The company improved segment margins by another 60 basis points towards 16.7%, while reported earnings per share rose by 8% to $1.38 per share. Earnings beat consensus estimates by two pennies.
The automation and control business posted the steepest sales growth, reporting a 10% increase in sales to $3.6 billion. Note that acquisitions were a big driver behind sales growth with organic growth coming in at 3%.
Transportation sales rose by 8% to $1.0 billion, combined with strong margin expansion of 310 basis points. Organic growth in the segment totaled 4%.
Sales at performance materials and technologies rose by 6% to $2.6 billion thanks to UOP catalyst and gas processing growth as well as increased sales of Fluorine products. Margins rose by another 30 basis points to a very impressive 18.0% of sales.
Perhaps a bit disappointing was the flattish sales growth at the aerospace business with sales coming in at $3.0 billion. The very modest commercial growth was offset by a decline at the defense activities. Margins improved by another 30 basis points to 19.8% of sales.
Updating On 2014 Targets
For the current year, Honeywell has adjusted its full year targets. Sales are now seen at $40.2-$40.4 billion which would imply a 3-4% increase in annual sales. Previously, the company guided for sales of $40.3 to $40.7 billion.
Despite the softer revenues, Honeywell sees segment earnings improving towards 16.8% to 17.0% of sales. Previously, the company guided for margins of 16.6% to 16.9% of sales.
Earnings per share are now seen at $5.45 to $5.55 per share on a non-GAAP basis which means that the lower end of the range has been raised by five cents.
Trading at $97 per share, equity in Honeywell is valued at $77 billion. This values the company's equity at 1.9 times anticipated sales and 17-18 times adjusted earnings. Despite having $6.6 billion in cash, Honeywell operates with a modest net debt position of $2.6 billion.
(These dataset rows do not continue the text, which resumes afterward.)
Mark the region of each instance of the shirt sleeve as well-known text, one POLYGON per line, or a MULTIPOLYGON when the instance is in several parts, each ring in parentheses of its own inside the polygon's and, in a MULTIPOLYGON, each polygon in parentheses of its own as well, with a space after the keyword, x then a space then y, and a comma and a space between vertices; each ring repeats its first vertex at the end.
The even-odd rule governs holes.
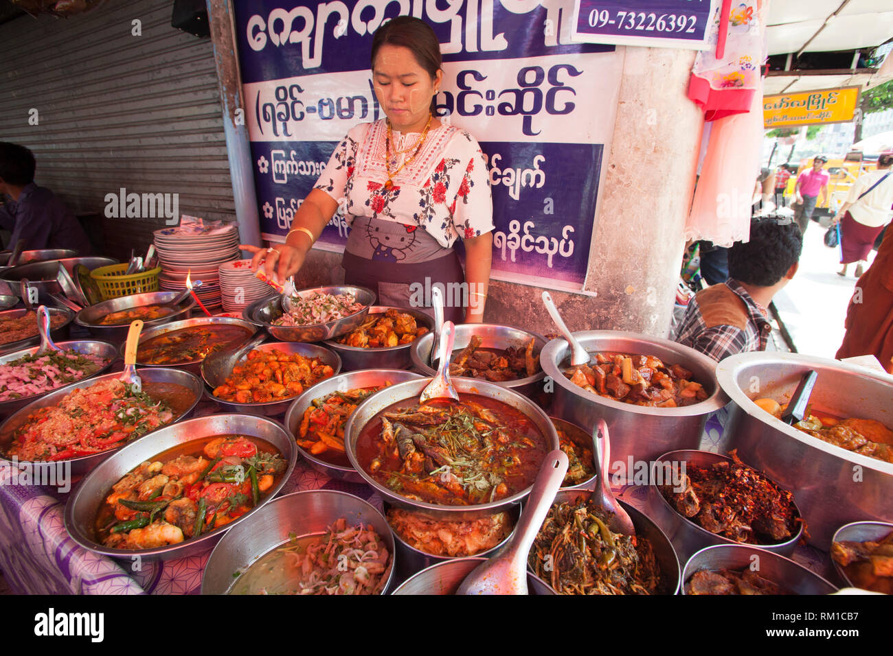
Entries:
POLYGON ((490 177, 480 146, 465 164, 451 213, 453 228, 463 239, 486 235, 495 228, 490 177))
POLYGON ((347 193, 347 179, 354 175, 356 164, 357 140, 355 130, 347 133, 329 158, 329 163, 322 170, 314 189, 320 189, 340 203, 347 193))
POLYGON ((743 330, 734 326, 721 325, 701 331, 691 347, 718 362, 730 355, 743 353, 746 345, 743 330))

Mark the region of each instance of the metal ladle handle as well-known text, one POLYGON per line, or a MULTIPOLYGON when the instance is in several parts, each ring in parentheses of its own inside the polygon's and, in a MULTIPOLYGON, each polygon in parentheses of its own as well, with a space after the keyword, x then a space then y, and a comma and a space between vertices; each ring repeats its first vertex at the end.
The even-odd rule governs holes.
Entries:
POLYGON ((558 308, 555 307, 555 301, 552 300, 552 295, 548 292, 543 292, 543 303, 546 305, 546 310, 548 311, 549 316, 552 317, 552 320, 555 321, 555 326, 558 327, 558 330, 561 332, 562 336, 567 340, 568 345, 571 346, 571 364, 588 364, 589 361, 589 353, 583 348, 583 345, 577 341, 577 338, 573 336, 573 334, 568 329, 567 324, 564 323, 564 320, 558 313, 558 308))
In a youtube.com video, Honeywell released its new five year plan for the period 2014-2018.
The company aims to post sales of $46-$51 billion by 2018 thanks to a 4-6% compounded annual increase in organic sales. This should be driven by relentless focus on innovation while the company also targets $10 billion in total merger & acquisition activity over this time period.
Current segment earnings, targeted at 16.8-17.0% for this year, are set to improve towards 18.5-20.0%. At the midpoint of this range and given the anticipated sales growth, total earnings should grow at 40-45% on a cumulative basis. This translates into annual growth of about 10% for earnings, with anticipated share repurchases pushing growth potentially even higher.
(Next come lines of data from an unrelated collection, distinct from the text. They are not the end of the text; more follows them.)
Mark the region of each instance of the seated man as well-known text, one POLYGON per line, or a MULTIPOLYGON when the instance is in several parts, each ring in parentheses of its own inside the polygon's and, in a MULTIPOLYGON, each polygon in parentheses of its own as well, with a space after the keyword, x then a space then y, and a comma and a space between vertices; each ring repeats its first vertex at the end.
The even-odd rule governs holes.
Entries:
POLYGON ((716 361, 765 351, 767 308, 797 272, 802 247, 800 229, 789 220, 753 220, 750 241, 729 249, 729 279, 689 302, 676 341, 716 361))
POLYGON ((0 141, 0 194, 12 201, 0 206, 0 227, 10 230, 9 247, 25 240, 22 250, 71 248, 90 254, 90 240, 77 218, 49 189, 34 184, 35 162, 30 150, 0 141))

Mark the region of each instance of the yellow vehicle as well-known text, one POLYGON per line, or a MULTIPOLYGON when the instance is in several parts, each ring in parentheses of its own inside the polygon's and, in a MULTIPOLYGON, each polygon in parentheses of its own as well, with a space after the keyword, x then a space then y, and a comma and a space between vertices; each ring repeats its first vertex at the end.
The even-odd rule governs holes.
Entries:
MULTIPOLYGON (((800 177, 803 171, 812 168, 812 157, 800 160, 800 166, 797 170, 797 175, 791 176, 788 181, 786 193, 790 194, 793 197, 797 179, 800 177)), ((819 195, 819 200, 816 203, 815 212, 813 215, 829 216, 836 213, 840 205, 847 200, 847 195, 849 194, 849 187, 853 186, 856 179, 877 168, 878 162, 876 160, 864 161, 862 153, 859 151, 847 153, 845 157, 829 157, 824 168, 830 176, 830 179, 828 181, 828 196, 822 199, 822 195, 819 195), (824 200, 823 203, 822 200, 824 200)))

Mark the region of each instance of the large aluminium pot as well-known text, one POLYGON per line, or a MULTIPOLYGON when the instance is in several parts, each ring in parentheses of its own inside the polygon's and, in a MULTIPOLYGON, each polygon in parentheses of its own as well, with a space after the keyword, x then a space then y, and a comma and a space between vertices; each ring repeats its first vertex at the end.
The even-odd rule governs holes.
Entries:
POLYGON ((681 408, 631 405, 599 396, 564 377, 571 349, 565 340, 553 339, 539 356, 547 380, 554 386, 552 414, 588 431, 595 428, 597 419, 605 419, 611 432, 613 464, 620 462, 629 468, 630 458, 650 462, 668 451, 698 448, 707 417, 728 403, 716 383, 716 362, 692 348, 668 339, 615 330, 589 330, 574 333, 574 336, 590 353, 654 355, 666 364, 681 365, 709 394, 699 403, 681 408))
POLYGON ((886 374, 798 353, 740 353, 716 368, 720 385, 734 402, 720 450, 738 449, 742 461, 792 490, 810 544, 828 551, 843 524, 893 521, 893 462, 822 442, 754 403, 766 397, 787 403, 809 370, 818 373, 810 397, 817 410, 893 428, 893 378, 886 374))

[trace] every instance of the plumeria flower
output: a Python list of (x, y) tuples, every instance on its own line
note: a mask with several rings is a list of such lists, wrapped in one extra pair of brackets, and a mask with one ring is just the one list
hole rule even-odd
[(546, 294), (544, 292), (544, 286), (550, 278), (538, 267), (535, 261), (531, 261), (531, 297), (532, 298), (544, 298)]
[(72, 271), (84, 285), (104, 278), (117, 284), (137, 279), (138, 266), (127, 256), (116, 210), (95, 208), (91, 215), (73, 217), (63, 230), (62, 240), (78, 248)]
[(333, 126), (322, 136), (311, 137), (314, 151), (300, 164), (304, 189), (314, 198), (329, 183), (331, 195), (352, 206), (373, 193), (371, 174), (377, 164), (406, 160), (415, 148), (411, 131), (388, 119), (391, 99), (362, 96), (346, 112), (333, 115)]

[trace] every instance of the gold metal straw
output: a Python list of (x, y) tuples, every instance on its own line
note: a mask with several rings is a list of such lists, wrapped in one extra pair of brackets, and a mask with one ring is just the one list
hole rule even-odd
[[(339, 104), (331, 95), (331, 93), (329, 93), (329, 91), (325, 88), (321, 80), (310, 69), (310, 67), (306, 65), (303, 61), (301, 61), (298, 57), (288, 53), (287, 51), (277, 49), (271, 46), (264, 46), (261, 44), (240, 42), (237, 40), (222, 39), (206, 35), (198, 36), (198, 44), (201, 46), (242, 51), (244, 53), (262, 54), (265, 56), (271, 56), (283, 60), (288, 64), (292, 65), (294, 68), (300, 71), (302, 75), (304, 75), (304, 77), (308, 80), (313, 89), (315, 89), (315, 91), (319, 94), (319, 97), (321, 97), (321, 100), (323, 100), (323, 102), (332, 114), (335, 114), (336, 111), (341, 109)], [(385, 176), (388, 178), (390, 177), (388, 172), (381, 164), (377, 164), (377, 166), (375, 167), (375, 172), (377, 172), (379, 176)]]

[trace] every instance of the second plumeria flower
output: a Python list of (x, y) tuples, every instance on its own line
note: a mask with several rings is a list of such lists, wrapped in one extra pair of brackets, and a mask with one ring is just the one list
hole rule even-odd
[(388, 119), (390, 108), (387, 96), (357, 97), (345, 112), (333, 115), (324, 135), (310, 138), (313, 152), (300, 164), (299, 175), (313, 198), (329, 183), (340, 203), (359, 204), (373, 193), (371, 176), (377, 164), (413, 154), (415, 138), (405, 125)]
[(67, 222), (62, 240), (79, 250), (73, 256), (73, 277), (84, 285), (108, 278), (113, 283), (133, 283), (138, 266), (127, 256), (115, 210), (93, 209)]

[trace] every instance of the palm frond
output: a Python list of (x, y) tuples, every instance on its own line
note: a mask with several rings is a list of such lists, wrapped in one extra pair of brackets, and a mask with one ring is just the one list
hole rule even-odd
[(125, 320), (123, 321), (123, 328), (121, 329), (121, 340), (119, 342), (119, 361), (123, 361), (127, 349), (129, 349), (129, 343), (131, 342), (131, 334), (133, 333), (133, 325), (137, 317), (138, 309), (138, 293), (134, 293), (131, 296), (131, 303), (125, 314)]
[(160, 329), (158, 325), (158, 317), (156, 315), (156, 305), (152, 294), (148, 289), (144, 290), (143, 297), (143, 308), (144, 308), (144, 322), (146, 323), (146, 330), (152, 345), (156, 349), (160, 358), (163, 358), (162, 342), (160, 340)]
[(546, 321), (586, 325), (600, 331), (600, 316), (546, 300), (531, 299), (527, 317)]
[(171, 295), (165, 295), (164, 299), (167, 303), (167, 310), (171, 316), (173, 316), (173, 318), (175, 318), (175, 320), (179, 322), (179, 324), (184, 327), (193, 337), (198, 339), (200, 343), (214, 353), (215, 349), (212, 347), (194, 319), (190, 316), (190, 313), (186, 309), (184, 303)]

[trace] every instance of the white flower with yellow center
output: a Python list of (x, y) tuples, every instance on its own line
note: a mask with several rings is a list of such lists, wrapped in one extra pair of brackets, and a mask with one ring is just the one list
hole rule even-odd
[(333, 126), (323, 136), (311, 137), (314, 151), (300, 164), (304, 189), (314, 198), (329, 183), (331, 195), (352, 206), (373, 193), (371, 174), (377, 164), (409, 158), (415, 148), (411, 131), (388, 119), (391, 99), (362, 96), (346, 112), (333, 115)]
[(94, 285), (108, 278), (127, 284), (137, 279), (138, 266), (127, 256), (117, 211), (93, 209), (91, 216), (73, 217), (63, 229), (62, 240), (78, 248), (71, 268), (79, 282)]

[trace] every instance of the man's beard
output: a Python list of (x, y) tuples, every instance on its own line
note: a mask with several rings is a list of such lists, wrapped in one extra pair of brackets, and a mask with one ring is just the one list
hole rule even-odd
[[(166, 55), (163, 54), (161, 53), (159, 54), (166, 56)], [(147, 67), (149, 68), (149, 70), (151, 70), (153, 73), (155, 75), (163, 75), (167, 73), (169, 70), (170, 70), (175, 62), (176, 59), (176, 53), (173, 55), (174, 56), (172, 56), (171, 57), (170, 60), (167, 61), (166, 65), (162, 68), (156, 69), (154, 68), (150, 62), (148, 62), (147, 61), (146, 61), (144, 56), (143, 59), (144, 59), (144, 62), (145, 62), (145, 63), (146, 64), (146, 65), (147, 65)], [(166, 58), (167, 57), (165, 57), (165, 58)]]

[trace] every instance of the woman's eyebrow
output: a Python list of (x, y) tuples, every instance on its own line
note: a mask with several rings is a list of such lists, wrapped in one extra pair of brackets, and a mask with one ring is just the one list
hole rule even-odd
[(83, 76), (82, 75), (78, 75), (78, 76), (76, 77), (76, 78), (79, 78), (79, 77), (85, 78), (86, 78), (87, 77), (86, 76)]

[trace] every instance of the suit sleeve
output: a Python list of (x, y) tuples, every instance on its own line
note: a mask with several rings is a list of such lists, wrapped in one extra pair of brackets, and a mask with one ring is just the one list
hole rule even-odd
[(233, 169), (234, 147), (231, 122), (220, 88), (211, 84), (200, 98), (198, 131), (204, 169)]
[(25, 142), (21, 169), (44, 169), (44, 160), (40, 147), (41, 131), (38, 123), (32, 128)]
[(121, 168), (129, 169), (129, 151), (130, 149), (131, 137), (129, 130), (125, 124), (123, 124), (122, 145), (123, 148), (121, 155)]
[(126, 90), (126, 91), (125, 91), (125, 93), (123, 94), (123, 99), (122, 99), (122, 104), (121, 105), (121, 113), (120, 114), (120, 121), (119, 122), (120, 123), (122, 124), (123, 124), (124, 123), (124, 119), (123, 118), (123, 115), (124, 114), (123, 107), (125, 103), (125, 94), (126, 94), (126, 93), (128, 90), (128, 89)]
Based on the current valuation, Honeywell's 2018 targets values equity in the business at 1.6 times anticipated revenues and 13-14 times anticipated earnings. Note that this excludes the accretive potential from any share repurchases.
Investors in Honeywell as well as other high-end industrial conglomerates have done well in recent years. Honeywell has posted solid organic growth, accompanied by bolt-on acquisitions and targeted margin expansion.
Combined with greater shareholder payouts and valuation multiple expansion by the market in general, this has pushed up the share price. Shares fell from highs of $60 before the crisis to lows of $25-$30 by the end of 2008. One steady march higher has pushed shares to current highs of close to $100 per share.
While I applaud all of management's intentions, I am wondering what could be the next driver behind a potential higher valuation. The company has benefited from sales growth, margin expansion and a general higher valuation of companies in the market. While continued improvements are anticipated in the new five year plan, shares are priced at rich valuation of 17-18 times adjusted earnings.
While this is in line with the general market, don't forget that despite all the good intentions, Honeywell remains a cyclical play. I would urge investors to consider how much revenues dropped during the 2009 recession, and notice that only by 2012 revenues came back to the same levels as 2008.
While management is making all the right moves, they simply cannot keep up with creating value amidst the strong multi-year momentum in the shares. I remain cautious and remain on the sidelines.
Disclosure: The author has no positions in any stocks mentioned, and no plans to initiate any positions within the next 72 hours. The author wrote this article themselves, and it expresses their own opinions. The author is not receiving compensation for it (other than from Seeking Alpha). The author has no business relationship with any company whose stock is mentioned in this article.